The thing that shocked me the most about the procedure was how long I was still of the baby-makin' persuasion. The doctor explained that it would be a month or two and forty ejaculations before everything was okay to use with wild abandon. FORTY?!? That'll take us about seven or eight years, doctor! We're parents! It was literally five months and many sample deliveries later before my sperm count dropped into the single digits. Although I was sternly lectured that I was still fertile, my wife and I threw caution to the wind and called it "done."

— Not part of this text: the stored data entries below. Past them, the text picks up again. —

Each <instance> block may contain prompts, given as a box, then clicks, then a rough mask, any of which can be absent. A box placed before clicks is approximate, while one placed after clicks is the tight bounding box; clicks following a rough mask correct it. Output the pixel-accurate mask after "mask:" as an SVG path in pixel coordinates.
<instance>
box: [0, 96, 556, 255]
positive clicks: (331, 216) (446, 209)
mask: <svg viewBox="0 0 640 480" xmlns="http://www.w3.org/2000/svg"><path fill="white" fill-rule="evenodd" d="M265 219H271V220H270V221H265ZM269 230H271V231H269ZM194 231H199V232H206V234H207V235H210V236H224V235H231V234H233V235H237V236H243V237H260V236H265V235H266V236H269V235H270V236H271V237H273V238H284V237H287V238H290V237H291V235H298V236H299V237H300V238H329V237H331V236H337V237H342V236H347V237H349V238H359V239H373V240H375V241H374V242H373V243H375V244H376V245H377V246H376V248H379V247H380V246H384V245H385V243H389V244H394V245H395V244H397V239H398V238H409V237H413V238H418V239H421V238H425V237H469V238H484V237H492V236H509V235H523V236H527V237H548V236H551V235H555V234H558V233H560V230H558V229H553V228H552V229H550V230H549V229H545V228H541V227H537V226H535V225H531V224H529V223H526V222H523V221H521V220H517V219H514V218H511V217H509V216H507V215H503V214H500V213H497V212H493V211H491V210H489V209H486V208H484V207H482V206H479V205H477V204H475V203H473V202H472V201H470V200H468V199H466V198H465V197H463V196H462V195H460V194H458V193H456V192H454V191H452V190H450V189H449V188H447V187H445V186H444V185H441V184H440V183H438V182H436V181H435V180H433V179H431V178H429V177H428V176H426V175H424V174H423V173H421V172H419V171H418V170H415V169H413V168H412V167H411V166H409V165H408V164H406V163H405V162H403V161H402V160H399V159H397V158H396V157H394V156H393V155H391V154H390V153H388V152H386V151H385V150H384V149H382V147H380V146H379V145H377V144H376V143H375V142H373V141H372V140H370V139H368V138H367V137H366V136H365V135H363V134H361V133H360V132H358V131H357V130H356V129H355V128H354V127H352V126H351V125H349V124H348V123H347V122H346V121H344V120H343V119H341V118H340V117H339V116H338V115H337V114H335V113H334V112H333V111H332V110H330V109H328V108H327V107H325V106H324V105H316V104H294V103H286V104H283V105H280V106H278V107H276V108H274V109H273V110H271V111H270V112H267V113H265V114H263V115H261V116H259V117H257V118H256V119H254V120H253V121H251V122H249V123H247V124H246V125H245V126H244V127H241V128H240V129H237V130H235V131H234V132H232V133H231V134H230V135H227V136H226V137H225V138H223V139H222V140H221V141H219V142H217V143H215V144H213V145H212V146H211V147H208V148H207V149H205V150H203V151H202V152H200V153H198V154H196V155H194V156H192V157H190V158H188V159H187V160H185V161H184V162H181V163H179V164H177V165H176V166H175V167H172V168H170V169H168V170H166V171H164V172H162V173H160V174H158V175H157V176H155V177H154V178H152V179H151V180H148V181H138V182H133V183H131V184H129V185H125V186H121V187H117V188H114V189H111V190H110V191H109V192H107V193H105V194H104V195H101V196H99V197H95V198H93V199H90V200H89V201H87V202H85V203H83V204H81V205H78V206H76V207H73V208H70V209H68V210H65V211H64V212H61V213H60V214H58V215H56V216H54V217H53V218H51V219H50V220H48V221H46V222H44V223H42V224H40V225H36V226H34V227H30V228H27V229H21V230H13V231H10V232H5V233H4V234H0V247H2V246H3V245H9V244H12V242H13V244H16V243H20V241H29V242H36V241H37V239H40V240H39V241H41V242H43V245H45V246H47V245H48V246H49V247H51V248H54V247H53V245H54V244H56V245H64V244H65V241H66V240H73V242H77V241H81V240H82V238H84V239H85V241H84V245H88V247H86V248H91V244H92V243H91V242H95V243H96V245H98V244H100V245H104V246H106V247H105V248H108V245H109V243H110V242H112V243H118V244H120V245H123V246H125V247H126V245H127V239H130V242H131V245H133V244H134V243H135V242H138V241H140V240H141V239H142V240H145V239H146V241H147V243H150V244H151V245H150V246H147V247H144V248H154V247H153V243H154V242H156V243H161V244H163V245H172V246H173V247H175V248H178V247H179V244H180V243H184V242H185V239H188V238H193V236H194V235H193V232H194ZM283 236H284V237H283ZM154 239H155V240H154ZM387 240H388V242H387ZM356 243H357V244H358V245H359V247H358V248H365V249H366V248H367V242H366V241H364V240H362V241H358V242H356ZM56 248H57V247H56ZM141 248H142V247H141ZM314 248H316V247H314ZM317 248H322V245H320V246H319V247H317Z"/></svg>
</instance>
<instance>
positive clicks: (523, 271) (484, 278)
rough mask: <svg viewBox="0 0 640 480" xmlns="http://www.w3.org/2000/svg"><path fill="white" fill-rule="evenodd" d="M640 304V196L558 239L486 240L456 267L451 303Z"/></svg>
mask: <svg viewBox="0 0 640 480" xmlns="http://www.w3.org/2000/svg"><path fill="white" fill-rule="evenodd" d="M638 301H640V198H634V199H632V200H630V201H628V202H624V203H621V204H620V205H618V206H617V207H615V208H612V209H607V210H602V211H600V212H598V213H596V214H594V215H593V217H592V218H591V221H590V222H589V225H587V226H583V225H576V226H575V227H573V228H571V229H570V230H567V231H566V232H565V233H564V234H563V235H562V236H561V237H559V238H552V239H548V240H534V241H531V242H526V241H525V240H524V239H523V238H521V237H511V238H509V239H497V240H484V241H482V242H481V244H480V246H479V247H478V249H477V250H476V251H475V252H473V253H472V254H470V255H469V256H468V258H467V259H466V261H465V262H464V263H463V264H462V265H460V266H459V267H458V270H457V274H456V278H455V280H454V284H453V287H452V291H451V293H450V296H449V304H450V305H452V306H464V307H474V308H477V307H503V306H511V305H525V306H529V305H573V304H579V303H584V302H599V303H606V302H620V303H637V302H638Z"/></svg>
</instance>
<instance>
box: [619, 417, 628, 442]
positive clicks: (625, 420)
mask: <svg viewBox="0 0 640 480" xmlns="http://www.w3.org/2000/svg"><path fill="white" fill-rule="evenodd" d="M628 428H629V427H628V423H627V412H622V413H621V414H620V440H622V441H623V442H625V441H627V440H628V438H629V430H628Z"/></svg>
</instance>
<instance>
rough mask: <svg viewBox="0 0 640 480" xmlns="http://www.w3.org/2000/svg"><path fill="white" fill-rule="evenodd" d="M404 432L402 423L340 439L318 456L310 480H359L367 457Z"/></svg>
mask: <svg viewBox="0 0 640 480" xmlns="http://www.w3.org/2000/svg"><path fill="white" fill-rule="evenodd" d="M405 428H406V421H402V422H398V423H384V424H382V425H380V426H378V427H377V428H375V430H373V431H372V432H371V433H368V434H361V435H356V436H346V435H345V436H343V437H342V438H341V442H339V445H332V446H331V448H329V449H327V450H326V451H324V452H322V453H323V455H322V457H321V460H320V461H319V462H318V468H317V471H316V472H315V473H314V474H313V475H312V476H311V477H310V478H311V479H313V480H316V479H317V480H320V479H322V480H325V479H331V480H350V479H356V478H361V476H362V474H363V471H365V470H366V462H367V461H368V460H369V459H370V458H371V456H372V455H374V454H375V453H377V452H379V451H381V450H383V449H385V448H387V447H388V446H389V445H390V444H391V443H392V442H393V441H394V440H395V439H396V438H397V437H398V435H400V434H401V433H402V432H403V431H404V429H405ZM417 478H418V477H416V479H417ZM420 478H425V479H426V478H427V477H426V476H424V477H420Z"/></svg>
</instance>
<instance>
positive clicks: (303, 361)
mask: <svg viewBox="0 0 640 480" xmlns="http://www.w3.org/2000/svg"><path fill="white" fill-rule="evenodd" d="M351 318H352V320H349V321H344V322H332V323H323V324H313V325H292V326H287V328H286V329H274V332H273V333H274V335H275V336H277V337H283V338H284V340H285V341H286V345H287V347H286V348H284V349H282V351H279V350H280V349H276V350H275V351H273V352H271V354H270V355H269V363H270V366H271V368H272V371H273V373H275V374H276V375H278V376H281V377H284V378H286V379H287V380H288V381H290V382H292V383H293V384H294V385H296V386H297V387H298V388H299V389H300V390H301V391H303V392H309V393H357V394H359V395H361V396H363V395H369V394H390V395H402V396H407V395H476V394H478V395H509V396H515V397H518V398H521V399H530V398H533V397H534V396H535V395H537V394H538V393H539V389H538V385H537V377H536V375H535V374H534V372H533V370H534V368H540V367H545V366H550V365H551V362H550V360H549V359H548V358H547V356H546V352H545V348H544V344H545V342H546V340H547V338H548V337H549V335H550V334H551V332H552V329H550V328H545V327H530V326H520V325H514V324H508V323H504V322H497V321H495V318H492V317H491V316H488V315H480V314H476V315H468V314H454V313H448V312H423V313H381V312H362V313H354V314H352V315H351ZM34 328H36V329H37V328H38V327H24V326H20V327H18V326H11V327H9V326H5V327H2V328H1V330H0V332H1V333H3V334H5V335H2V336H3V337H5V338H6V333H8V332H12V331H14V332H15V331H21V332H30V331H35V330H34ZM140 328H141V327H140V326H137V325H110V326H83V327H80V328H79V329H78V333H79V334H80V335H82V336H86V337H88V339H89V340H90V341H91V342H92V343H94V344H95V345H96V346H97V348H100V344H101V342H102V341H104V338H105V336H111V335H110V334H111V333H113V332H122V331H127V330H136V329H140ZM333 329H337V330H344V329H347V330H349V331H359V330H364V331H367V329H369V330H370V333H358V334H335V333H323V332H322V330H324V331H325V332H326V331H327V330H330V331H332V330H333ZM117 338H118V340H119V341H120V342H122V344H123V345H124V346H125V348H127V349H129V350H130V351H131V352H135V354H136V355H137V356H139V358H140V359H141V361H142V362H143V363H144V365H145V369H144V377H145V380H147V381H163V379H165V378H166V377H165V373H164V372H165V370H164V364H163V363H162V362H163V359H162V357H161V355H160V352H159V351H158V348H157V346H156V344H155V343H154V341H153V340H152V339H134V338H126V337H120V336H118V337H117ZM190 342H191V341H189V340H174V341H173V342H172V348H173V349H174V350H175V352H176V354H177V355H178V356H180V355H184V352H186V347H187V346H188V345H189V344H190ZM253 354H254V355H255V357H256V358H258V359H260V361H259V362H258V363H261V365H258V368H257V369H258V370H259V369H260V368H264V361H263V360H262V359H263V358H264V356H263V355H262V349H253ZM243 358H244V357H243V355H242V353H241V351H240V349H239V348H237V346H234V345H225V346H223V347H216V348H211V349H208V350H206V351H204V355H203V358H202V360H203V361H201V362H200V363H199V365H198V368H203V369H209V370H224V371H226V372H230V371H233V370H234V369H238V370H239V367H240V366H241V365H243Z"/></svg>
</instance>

I was also surprised by how wildly different everyone's vasectomies seemed to be. Mitch McDad claims he got a valium. I just got a shot of Novocain to the dangly bits. My brother-in-law was sent home with this very complicated set of instructions on how to build up to having sex again, instructions with included, of all things, cuddling, then nothing but manual manipulation a week after the cuddling phase, and then... eww. That stuff is with my sister, dude. I don't want to hear any more. Most of the guys telling their stories mentioned getting shaved during the ordeal. I was asked to show up ready for the event, having done the shearing on my own.
All in all, the experience of getting the vasectomy wasn't too bad. The pain was much easier to take than the two days of laying around with my la-las elevated to help with the swelling. The monthly deposits to the lab were probably the worst part, so if you're a guy and you're considering having this done, it's really not as horrible as it sounds. Sure, there are complications that get mentioned during the whole "planning phase," but I've never known anyone who would admit to suffering from any of them.
I haven't returned to posting my "Better Daddying" pieces since returning to blogging, but if I can get on my soapbox for a moment, guys... this is your duty. Getting a vasectomy isn't exactly a ride on Space Mountain, but your wife GAVE BIRTH. Suck it up and do this for her. If you're done having kids, this is the obvious solution to the issue of birth control. Chances are it has been your wife's responsibility for years, so its time to return the favor.